How companies use working capital to boost shareholders' returns

What if a company is paid for carrying out its day-to-day business at no extra cost? It may sound absurd, but that is the case with a few Indian companies.

Out of the total BSE 200 companies, 23 have negative working capital — their current liabilities or payables are higher than current assets or receivables. This essentially means the companies do not have to deploy their own capital or borrow from banks to carry out their routine business activities. “It is actually very good to have negative working capital because this entitles companies to earn relatively better returns on capital and equity. This also shows the operational efficiency of a company. But just this would not be enough. The companies should also have good fundamentals,” says Jeetay Investments Director Chetan Parikh.

Such companies are preferred by investors as they reward shareholders relatively better. The BSE 200 companies have an average returns on capital and shareholders’ funds at about 20 per cent, which is far less than the 32-35 per cent returns generated by companies with negative working capital.

More important, the top ten companies with negative working capital have a dividend payout ratio of 62 per cent, which is far greater than the average 26 per cent of the BSE 200 companies. The dividend payout ratio indicates the proportion of net profit a company pays out as dividends.

Good working capital management also enables companies to easily scale up their business (growth rates) in due course without significant pains. Here are four such companies that had negative working capital in 2009-10, have sound fundamentals, are expected to grow at a healthy rate and can deliver good returns in the long-run:

Bajaj Auto
Bajaj Auto takes 45 days to pay its suppliers, whereas debts are collected within just 10 days. Not only this, its inventory ratio is among the best at 31 times, leading to low conversion time from components to bikes and, further, to sales. This has helped in huge cash savings and enhanced returns.

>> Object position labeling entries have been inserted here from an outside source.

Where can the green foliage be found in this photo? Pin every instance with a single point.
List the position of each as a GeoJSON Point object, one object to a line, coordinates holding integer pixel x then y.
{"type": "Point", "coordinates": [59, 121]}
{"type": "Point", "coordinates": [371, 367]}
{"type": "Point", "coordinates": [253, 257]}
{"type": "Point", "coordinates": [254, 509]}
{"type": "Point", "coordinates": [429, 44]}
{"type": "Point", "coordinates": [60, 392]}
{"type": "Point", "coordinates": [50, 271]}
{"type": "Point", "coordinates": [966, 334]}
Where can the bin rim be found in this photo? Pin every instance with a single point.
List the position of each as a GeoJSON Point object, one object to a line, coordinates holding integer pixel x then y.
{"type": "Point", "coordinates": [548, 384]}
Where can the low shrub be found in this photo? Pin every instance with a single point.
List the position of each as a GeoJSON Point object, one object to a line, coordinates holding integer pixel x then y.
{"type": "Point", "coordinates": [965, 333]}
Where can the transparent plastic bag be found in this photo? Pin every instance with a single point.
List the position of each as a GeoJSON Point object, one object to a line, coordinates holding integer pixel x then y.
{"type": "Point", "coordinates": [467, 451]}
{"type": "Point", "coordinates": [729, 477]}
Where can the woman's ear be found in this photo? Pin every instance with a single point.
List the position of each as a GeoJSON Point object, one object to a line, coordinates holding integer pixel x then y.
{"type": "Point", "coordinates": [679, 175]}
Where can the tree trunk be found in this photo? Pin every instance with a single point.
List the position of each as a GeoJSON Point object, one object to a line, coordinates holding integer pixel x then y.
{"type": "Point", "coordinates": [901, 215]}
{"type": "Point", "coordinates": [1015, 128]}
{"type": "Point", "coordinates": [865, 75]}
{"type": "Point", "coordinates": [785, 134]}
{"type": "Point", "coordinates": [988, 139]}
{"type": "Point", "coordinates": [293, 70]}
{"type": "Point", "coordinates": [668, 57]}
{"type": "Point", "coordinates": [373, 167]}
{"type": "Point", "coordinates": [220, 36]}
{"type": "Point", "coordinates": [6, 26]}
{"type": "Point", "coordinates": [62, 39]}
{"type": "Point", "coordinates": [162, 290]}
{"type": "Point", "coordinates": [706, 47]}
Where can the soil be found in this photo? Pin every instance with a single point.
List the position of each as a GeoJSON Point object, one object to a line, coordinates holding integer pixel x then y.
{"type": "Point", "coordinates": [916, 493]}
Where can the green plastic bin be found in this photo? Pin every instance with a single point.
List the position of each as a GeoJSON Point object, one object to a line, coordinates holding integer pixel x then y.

Meanwhile, Bajaj Auto – which is a leading player in the domestic market and has significant export operations – has guided to produce four million bikes in 2010-11, which reflects a growth of 40 per cent year-on-year. The underlying strong demand and increase in capacity and new product launches by the company should help it sustain healthy growth rates in the next few years.

HOW THEY STACK UP
In Rs croreNet WC
less cash
Dividend
payout (%)
ROCE
(%)
CMP
(Rs)
P/E
(x)
Colgate-Palm.-31169.8179.785030.0
Nestle India-72181.3174.22,80339.0
Castrol India-20394.1120.046483.9
Hind. Unilever-3,28973.6106.426631.8
Bajaj Auto-1,36038.663.12,65924.3
Dabur India-11843.062.620033.4
Hero Honda Motor-1,25932.951.01,88416.9
Glaxo. Pharma-25054.746.01,96136.5
ITC-671106.843.815633.7
ACC-1,69029.040.184311.0
WC is working capital; Ranking is based on the return on the capital employed Source: Capitaline

Castrol India
Castrol, which generates 87 per cent of its revenue from lubricants used in automobiles, has grown constantly as a result of growing demand and strong technological support of its UK-based parent BP. Castrol collects money from its customers in just 21 days (on an average), compared to the 76 days it takes to pay its creditors.

Better management of receivables and inventory has led to negative working capital and zero debt in books for the year ended December 2009. Backed by higher demand, analysts expect Castrol’s earnings to grow about 15 per cent over the next two years.

Nestle India
Nestle, which is known for such top brands as Maggi and Nescafe, has maintained its dividend payouts at 70-80 per cent in the last five years, which was possible due to negative working capital, high cash generation and no significant capex. Nestle collects its money from customers in just four days (average collection period), whereas it pays in 52 days to its raw material suppliers.

A low inventory ratio of 11.19 times – or about 32 days of inventory – has contributed to better working capital management. Nestle, which has more than doubled its profits in the last four years, is expected to report an earnings growth of 20-22 per cent over the next two years on the back of higher demand and the launch of new products.

GSK Pharma
GSK Pharma is the third-largest player in the domestic pharma space. It has a strong presence in the acute therapy and vaccines segments, with well-known products like Augmentin, Betnesol and Zinetac. The company has benefited from the support of its parent company, GlaxoSmithKline, which is the world’s second-largest pharma company.

While GSK Pharma is debt free, its negative working capital is on account of better receivables and supply chain management. Led by higher returns on equity, the company maintains a high dividend payout ratio of 50-60 per cent. The company is well positioned in the growing domestic pharma market and analysts expect its profits to grow by over 10 per cent over the next two years.